De son côté, Win MS s’est récemment tourné vers l’automobile, après avoir réussi dans l’aéronautique. La société de Gif-sur-Yvette (Essonne) est spécialisée dans la détection et la localisation des défauts sur les câbles. Elle a conçu un système de surveillance permanente des câbles embarqués dans les avions, transférable à l’automobile. «Audépart, le rapport entre l’intérêt de la solution et son coût n’était pas favorable, explique Marc Olivas, le cofondateur et directeur général et scientifique de l’entreprise. Mais aujourd’hui, l’équation a changé car il y a de plus en plus d’équipements électriques dans les voitures et on commence à avoir des véhicules avec des niveaux de tension très importants.»

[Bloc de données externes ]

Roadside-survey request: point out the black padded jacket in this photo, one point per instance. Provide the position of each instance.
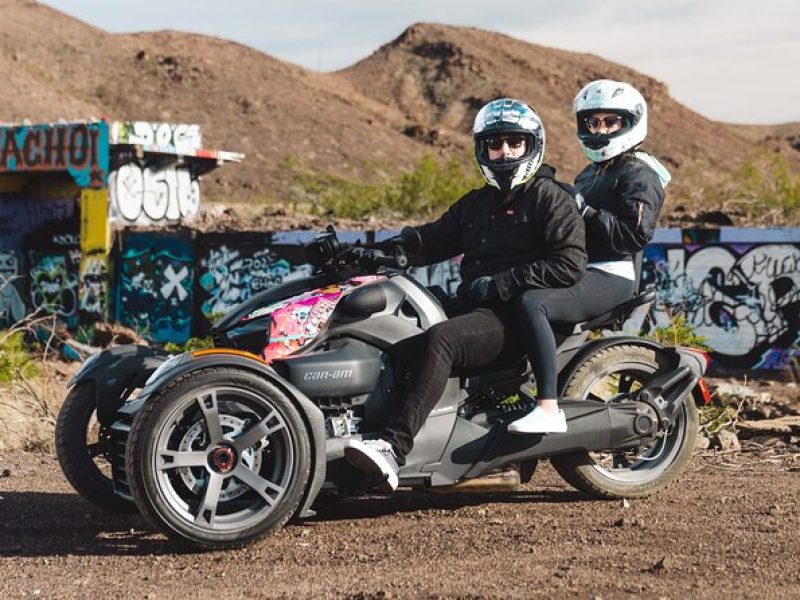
(625, 197)
(532, 237)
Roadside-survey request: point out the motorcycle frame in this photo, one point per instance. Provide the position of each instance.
(448, 447)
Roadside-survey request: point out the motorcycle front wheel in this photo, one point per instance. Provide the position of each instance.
(642, 471)
(219, 458)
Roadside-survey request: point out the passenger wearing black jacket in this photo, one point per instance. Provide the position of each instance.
(520, 231)
(620, 194)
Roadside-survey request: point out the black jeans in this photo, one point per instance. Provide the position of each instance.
(472, 339)
(596, 293)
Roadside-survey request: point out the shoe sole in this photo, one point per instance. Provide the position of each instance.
(370, 461)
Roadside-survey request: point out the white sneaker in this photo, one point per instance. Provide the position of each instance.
(375, 457)
(539, 421)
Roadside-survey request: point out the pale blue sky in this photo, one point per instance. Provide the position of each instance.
(732, 60)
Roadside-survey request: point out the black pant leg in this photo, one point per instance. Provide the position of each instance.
(473, 339)
(596, 293)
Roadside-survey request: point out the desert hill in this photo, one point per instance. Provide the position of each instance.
(417, 94)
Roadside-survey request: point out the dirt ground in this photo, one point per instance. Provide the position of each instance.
(727, 530)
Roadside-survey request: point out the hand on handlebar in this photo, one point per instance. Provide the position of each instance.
(372, 258)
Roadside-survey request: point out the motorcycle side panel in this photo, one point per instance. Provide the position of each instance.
(116, 373)
(349, 370)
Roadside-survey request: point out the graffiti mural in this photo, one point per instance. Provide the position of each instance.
(82, 149)
(12, 306)
(92, 292)
(743, 298)
(155, 287)
(152, 195)
(20, 217)
(54, 269)
(231, 271)
(176, 138)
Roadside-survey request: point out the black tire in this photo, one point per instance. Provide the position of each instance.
(173, 427)
(627, 366)
(82, 450)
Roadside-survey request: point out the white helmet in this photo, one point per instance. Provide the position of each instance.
(508, 116)
(605, 95)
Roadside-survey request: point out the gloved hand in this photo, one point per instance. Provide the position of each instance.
(580, 202)
(483, 289)
(584, 210)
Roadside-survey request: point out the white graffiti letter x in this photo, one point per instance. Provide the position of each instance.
(174, 283)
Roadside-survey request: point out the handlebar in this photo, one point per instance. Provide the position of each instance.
(327, 252)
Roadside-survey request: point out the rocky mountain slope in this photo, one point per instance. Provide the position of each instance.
(417, 94)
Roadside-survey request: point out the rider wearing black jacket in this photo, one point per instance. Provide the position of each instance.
(620, 195)
(623, 199)
(521, 231)
(525, 238)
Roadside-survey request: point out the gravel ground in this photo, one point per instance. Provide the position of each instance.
(727, 529)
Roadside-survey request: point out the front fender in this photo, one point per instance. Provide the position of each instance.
(116, 372)
(222, 357)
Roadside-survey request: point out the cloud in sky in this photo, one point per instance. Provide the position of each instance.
(732, 60)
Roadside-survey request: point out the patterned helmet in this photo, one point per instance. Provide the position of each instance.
(605, 95)
(508, 116)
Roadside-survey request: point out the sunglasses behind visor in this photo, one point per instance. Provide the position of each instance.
(515, 142)
(594, 123)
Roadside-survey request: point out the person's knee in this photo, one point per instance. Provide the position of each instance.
(531, 305)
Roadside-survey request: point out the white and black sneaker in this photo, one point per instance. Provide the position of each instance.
(374, 457)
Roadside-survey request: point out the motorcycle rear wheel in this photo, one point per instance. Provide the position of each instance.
(83, 450)
(627, 474)
(219, 458)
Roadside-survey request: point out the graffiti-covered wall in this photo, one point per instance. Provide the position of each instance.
(81, 149)
(155, 288)
(740, 288)
(156, 168)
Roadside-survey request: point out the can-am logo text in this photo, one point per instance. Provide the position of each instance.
(321, 375)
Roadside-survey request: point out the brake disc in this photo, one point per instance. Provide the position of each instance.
(195, 439)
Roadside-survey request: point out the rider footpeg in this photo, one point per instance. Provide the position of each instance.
(528, 390)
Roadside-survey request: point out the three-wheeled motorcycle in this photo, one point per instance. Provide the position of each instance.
(221, 446)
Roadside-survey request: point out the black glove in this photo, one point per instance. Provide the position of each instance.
(580, 202)
(583, 208)
(483, 289)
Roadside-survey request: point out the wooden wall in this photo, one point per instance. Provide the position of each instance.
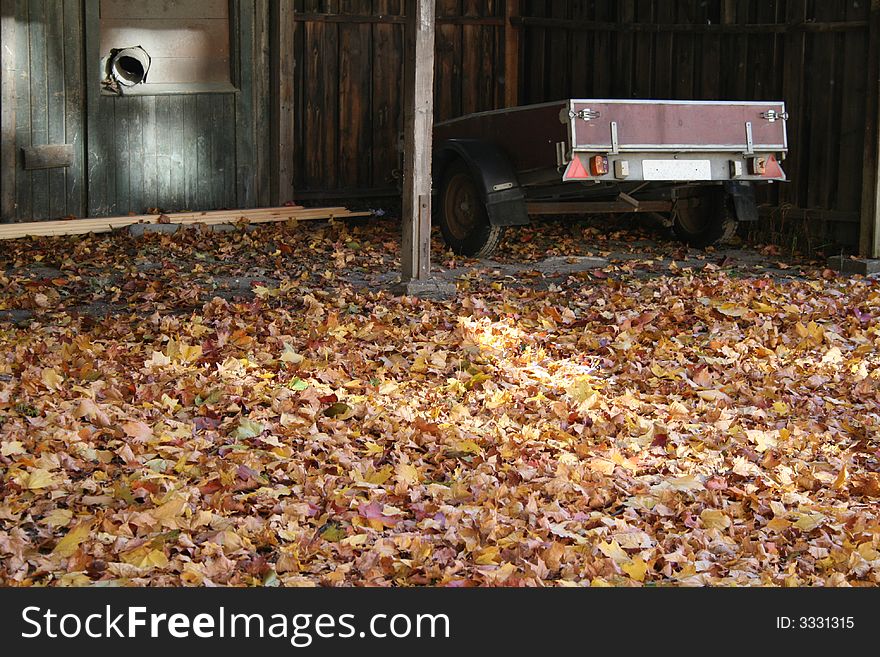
(42, 104)
(319, 110)
(347, 90)
(810, 53)
(173, 151)
(188, 40)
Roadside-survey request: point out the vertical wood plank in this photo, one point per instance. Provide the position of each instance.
(448, 83)
(74, 107)
(354, 152)
(387, 99)
(120, 162)
(419, 90)
(663, 43)
(262, 111)
(97, 155)
(512, 54)
(39, 103)
(135, 155)
(244, 115)
(793, 94)
(191, 128)
(285, 101)
(869, 235)
(151, 154)
(178, 153)
(165, 138)
(55, 106)
(623, 82)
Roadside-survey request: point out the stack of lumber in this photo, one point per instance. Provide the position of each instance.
(106, 224)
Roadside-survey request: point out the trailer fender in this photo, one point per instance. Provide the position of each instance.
(493, 173)
(744, 204)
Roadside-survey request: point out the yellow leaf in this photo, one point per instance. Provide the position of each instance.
(732, 310)
(12, 447)
(158, 359)
(488, 556)
(289, 355)
(145, 557)
(468, 447)
(356, 540)
(868, 552)
(58, 518)
(407, 474)
(842, 476)
(40, 478)
(373, 448)
(778, 524)
(68, 545)
(809, 521)
(581, 390)
(781, 408)
(714, 519)
(137, 430)
(613, 550)
(167, 513)
(378, 477)
(637, 569)
(51, 379)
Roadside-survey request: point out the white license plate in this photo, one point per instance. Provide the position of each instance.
(676, 170)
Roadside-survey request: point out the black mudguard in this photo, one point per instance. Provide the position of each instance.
(744, 204)
(504, 199)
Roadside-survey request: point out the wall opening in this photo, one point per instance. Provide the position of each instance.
(130, 66)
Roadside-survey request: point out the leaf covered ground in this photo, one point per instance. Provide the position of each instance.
(256, 408)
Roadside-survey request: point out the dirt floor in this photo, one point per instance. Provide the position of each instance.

Tous les acteurs franciliens de l’auto sont confrontés au même dilemme : basculer vers l’électrique tout en continuant d’investir dans le thermique, qui représente toujours quatre véhicules vendus sur cinq en France. Il faut préparer, à l’horizon 2025, la norme de pollution Euro 7… Pour l’Utac, par exemple, cela représentera une facture de l’ordre de 1 à 2 millions d’euros. «La multiplicité des technologies de nos activités oblige à réaliser beaucoup d’investissements ; se pose la question de la rentabilité de ces derniers, notamment avec l’échéance de 2035 avec la fin des voitures thermiques en Europe, même si elle ne concerne que les automobiles», avance Laurent Benoît, le président de l’Utac. «On ne sait pas si les constructeurs vont beaucoup investir dans des technologies conformes à la norme Euro7 pour seulement une dizaine d’années de production. La feuille de route n’est pas claire, mais notre groupe destine ses services à tous les marchés de la motorisation et s’adapte», confesse, pour sa part, Sébastien Potteau, le directeur des opérations d’Emitech. La bascule totale de l’écosystème automobile francilien n’est pas pour tout de suite.
Le nouveau venu
Milla crée une navette rail-route
Créé en 2019, Milla propose une solution complète de transport autonome à la demande. L’entreprise, située à Meudon (Hauts-de-Seine), conçoit et fabrique des véhicules autonomes de quatorze places et développe les logiciels de pilotage et de supervision leur permettant de circuler sur route jusqu’à 50 km/h. Milla a déployé son système dans une dizaine de territoires, notamment à Vélizy (Yvelines), mais aussi dans le parc naturel de la Brenne (Indre). Sa navette circule aussi bien en ville qu’en zone rurale. C’est pour cette raison que l’entreprise a été choisie par la SNCF. Elle produira un véhicule 100% électrique qui empruntera des routes départementales et des voies ferrées désaffectées. Cette solution mixte pourrait être mise en service dès 2025 et utilisée pour conduire les voyageurs à une gare. La PME, qui s’apprête à inaugurer un site d’assemblage à Buc (Yvelines), veut, selon son président, Frédéric Mathis, doubler son effectif tous les six mois et vise 200 salariés à la fin 2024.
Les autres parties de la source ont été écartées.